Oh, BTW, I didn't even try to trade the spike...it doesn't pay right now. I sold 2 lots at 1.5582 (you got in better than me...good job) and took profit at 50, 100, 150, and 200 pips on half lots. $2500 profit (real money, not the virtual crap). Could of done better, but you always can.

That's something else to put in your play book. Never close the whole trade at once. Always split it up after you have booked some profit, then try to really grab alot more with no risk....playing with house money. Try it and let me know how it works.
 
PipDog are you kidding me or the people in the Forum?? 99% is getting ignored! how can you say that call?

News is what is moving the market at the moment! fundamentals are moving the market!
 
Not Kidding Anyone

PipDog are you kidding me or the people in the Forum?? 99% is getting ignored! how can you say that call?

News is what is moving the market at the moment! fundamentals are moving the market!



Compared to 1,2,3...more years ago, the news reaction in the FX markets is hardly existent. For instance, the UK CIPS Services report last week, hardly a blip up and certainly not enough to warrant a long trade...a think that's what you suggested, no? Then, the US ADP Jobs report last week, blew the doors off in a positive deviation. We got like 12-15 pips on the USDJPY, if that. You couldn't even cover spread on a spike trade. 5 years ago, the UY would've spiked 50 pips and followed through for a hundred likely.

My point was, most of the news is not moving the FX markets enough to justify spike trading. Between slippage and spread, it's extremely difficult to make a profit. And any after news follow through is quickly muted out by the risk appetite of the moment...what the stock markets are doing.

Spike trading is not worth doing. The only game is the Risk Trade...and it is working out very nicely for me...place orders after the news, the spread goes back to normal, no slippage. But...only a person who's wanting to lose money takes a news trade against Risk appetite, at least right now.

Surely you have recognized this? It's been like this for months.
 
My point was, most of the news is not moving the FX markets enough to justify spike trading. Between slippage and spread, it's extremely difficult to make a profit. And any after news follow through is quickly muted out by the risk appetite of the moment...what the stock markets are doing.

I definitely agree with this statement.

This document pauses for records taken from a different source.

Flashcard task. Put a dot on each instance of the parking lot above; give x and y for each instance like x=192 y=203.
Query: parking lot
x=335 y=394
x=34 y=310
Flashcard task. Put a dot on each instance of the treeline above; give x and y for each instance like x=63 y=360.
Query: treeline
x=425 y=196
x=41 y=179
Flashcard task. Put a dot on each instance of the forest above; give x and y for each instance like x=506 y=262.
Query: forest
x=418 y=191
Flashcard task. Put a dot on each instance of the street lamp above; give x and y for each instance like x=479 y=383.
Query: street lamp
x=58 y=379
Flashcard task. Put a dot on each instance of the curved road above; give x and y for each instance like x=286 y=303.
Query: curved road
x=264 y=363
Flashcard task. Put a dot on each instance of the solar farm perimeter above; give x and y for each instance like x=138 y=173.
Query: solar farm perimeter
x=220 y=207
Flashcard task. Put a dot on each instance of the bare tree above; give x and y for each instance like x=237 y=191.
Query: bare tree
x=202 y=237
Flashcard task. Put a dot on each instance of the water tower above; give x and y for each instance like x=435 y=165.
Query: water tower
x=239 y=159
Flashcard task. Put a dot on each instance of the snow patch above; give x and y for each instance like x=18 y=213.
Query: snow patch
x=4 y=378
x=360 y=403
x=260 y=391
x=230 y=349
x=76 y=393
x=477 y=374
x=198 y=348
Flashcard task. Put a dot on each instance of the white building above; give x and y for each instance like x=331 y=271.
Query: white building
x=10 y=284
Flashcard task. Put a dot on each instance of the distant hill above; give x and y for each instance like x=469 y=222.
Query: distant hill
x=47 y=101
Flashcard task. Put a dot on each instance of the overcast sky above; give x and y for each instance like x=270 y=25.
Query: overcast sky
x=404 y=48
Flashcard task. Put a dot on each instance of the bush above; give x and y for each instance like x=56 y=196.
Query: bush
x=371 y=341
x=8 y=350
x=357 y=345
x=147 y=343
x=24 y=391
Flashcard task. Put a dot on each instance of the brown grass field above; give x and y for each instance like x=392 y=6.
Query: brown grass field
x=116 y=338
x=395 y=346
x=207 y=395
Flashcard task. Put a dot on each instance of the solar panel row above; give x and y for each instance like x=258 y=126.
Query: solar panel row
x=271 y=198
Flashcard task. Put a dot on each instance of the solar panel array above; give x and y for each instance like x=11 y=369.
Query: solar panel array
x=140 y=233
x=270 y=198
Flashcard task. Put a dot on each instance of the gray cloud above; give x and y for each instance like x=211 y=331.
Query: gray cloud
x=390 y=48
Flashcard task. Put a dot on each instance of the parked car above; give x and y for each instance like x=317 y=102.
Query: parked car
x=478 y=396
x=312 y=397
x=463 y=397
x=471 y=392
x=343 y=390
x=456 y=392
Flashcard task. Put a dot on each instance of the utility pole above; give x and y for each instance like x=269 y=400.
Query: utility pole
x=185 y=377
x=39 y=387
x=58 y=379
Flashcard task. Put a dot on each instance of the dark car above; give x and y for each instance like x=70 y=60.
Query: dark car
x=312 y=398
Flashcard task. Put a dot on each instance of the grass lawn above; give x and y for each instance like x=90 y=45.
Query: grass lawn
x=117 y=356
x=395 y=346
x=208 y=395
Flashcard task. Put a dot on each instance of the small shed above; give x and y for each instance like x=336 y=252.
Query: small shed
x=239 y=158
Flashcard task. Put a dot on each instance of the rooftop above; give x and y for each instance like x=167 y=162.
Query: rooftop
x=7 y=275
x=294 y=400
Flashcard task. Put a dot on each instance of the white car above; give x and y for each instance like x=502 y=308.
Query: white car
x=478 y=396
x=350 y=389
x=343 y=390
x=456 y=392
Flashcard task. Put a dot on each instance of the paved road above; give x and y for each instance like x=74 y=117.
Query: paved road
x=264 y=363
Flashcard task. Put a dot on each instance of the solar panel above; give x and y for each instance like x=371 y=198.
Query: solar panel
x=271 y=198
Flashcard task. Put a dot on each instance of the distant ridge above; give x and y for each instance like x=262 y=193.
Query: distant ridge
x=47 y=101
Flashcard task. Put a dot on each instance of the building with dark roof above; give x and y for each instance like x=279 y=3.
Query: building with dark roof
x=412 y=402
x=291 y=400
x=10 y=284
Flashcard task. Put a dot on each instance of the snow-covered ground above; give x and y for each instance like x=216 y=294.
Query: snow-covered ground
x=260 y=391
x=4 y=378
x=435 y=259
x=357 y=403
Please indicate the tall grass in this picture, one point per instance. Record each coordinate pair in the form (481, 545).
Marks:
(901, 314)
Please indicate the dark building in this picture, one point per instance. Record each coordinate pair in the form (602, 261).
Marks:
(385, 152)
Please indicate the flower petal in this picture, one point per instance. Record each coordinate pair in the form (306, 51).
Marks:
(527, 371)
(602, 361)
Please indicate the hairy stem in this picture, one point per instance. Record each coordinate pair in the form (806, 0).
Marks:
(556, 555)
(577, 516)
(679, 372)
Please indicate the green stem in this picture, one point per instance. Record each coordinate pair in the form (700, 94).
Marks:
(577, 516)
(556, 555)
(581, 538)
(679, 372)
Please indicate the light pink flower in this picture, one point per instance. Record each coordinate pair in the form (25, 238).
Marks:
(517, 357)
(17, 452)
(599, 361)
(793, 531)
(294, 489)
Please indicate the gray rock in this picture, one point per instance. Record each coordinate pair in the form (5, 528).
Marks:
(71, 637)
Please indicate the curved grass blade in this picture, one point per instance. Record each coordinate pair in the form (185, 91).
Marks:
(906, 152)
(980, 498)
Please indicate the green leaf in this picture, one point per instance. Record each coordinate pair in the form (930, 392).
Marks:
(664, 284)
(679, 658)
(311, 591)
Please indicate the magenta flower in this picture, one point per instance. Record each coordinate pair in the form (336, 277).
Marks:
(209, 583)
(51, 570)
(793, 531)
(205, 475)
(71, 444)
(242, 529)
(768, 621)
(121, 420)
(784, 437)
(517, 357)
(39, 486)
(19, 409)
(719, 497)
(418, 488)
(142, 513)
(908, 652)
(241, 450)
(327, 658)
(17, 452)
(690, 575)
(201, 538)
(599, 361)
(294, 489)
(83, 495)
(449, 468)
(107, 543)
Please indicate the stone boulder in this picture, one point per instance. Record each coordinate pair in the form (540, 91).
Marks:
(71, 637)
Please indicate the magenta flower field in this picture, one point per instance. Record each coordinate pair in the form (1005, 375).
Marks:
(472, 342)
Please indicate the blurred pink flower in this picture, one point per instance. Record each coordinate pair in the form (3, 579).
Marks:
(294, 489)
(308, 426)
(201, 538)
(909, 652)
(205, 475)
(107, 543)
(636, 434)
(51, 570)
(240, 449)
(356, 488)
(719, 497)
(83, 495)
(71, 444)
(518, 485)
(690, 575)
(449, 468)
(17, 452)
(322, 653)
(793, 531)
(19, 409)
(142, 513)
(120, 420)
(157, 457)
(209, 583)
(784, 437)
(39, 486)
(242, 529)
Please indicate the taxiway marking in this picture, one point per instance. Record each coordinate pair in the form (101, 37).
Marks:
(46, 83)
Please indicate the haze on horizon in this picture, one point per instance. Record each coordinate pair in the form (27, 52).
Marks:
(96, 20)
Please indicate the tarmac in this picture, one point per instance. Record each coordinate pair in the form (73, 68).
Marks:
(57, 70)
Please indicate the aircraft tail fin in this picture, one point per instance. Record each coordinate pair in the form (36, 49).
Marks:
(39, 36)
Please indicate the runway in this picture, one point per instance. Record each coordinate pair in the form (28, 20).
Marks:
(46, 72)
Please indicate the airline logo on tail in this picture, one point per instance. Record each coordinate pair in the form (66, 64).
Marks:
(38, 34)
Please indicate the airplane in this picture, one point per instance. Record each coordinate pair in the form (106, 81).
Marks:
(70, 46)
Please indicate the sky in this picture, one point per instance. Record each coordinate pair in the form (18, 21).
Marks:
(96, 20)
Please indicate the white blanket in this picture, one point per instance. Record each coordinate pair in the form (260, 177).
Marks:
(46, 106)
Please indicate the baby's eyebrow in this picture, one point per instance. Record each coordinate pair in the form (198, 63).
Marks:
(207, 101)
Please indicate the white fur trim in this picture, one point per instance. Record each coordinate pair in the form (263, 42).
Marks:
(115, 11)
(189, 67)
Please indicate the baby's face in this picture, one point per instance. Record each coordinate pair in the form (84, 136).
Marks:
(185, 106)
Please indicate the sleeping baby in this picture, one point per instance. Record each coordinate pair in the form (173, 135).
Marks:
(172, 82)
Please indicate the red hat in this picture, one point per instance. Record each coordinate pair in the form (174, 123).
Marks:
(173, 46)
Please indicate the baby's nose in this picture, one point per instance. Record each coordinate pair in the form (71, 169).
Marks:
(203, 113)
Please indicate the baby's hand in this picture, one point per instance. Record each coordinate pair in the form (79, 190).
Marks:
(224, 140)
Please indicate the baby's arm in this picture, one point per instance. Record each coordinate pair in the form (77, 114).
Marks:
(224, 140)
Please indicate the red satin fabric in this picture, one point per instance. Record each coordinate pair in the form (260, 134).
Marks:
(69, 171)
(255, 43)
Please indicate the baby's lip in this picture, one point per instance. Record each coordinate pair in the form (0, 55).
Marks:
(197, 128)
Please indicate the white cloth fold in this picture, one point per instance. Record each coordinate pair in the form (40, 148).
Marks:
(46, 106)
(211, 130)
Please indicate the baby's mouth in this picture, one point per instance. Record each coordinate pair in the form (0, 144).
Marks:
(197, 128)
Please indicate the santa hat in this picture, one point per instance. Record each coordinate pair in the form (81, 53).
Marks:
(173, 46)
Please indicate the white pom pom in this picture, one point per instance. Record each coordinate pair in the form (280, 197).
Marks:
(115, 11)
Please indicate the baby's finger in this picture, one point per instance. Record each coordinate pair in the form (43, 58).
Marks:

I've spike traded the news since the days when Felix ran the Forex Diamonds room. Anyone remember "Scatman"? And spike trading today is only a slight shadow of what it once was. Back in the day, I made a crapload of money spike trading, and I don't mean just creaming the bucketshops. I had an ECN Currenex account that filled at news incredibly well. Best spike trade ever? CAD interest rate surprise to the tune of a $12,000 profit in about 6 minutes. That was the "happy time" hehe...:)

But so much has changed. I don't quite agree that spike trading is not worth doing, but it is much more difficult to make money at it right now, and clearly markets are far more focused on Europe and the risk trade than last month's retail sales, PMI, etc. I didn't make $2500 trading against the spike on this report like Pip Dog did, but hey I made 8 pips. With a large positive deviation on this report like there was, who would have predicted such a strong price move the opposite way unless you were aware of this new paradigm? News traders going long on that deviation got their rear handed to them. All of this is something for any "traditional" news trader to consider if they haven't already.